At the Movies with Weldon Kees and Frank O'Hara

American Poetry Review, The, Sep/Oct 2005 by Yau, John

His circular forms are not oranges or abstractions of oranges, heads or abstractions of heads; his rectangles, blots, blurs and brushstrokes assert nothing but their own existence, their own identity and individuality. They are objects from their own world, and that world is the world of paint. Motherwell's insistence upon this concentration and definition is as fierce as Celine's insistence of hell on earth or the insistence of the air on its own transparency. (Letters, 1935-1955, p. 109)

In light of his apparent suicide, Kees's linking of Motherwell's "circular forms" with "Celine's insistence of hell on earth" tells us more about the poet than the artist. But it should also be noted that he understands that paint can be paint, and thus is open to the idea of words being words.

About Motherwell's series of paintings, "Elegy to the Spanish Republic," O'Hara writes:

And always there is an absolute belief in the reality of the schema, executed with such force that individual paintings of the series have been variously interpreted as male verticals and female ovoids, as bulls' tails and testicles hung side by side on the wall of the arena after the fight, and as purist formal juxtapositions of rectangular and curvilinear forms. As with the great recent painting Africa, the possibility of the schema's arousing such a broad range of associations, depending on the emotional vocabulary of the viewer, is a sign of its power to communicate in a truly abstract way, while never losing its identity as a pictorial statement. (Robert Motherwell, Museum of Modern Art, New York, 1965, p. 19)

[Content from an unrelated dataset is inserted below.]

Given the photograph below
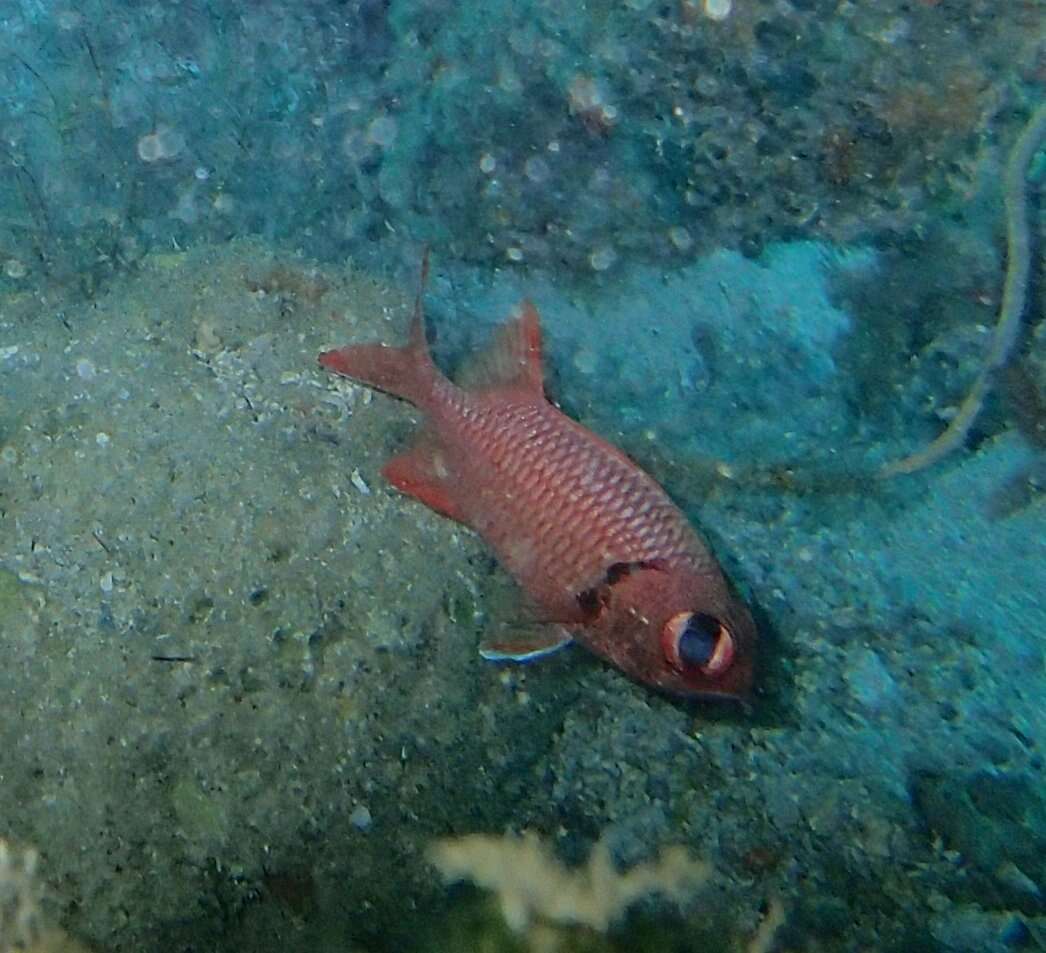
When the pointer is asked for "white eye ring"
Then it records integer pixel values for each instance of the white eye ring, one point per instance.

Whether O'Hara had Kees's review in mind when he wrote his essay is not the issue. Clearly, both poets were able to look at painting in a non-literary way. They didn't need narrative or recognizable images to be convinced of its seriousness. That they both understood that in America in the late i94o's, beginning with the poured paintings of Jackson Pollock, painting could successfully shed all of these historical aspects and be about paint, is central to an understanding of their poetry. For while Kees and O'Hara were attracted to literary forms, villanelles and sestinas in Kees's case, and odes and elegies in O'Hara's, they also wrote poetry that was open and non-literary. The difference is that O'Hara did it in a sustained and innovative way, and Kees did not.

Like other poets of their respective generations, Kees and O'Hara began their careers exploring various literary forms, but in sharp contrast to many of their peers, they became deeply engaged by modernist painting. Their involvement made them realize that the sources of poetry extended beyond literary tradition to include seemingly banal things and ordinary events of daily life. In their attempt to bring American speech into poetry, Kees and O'Hara not only implicitly acknowledge the influence of William Carlos Williams, but they also became interested in an open-ended poem.

Kees and O'Hara derived their subjects from popular culture, and from the world they inhabited. They wrote about an urban landscape that was defined as much by the media (cheap novels, movies, and art) as by its denizens. Kees's first book, The Last Man, for example, contains the poem, "The Scene of the Crime," which derives its subject from the tabloids. Again in contrast to their contemporaries, Kees and O'Hara were to varying degrees able to shed the linear narrative governing a poem. On November 27, 1948, Kees wrote in a letter to Norris Getty: "Hofmann asked me to write a poem for the catalog of his Paris show."6 "A Salvo for Bans Hofmann," the largely unrhymed poem that Kees wrote, marks a change in his approach to poetry. In contrast to the airtight argument of "For My Daughter," the images function in a less direct, more abstract way.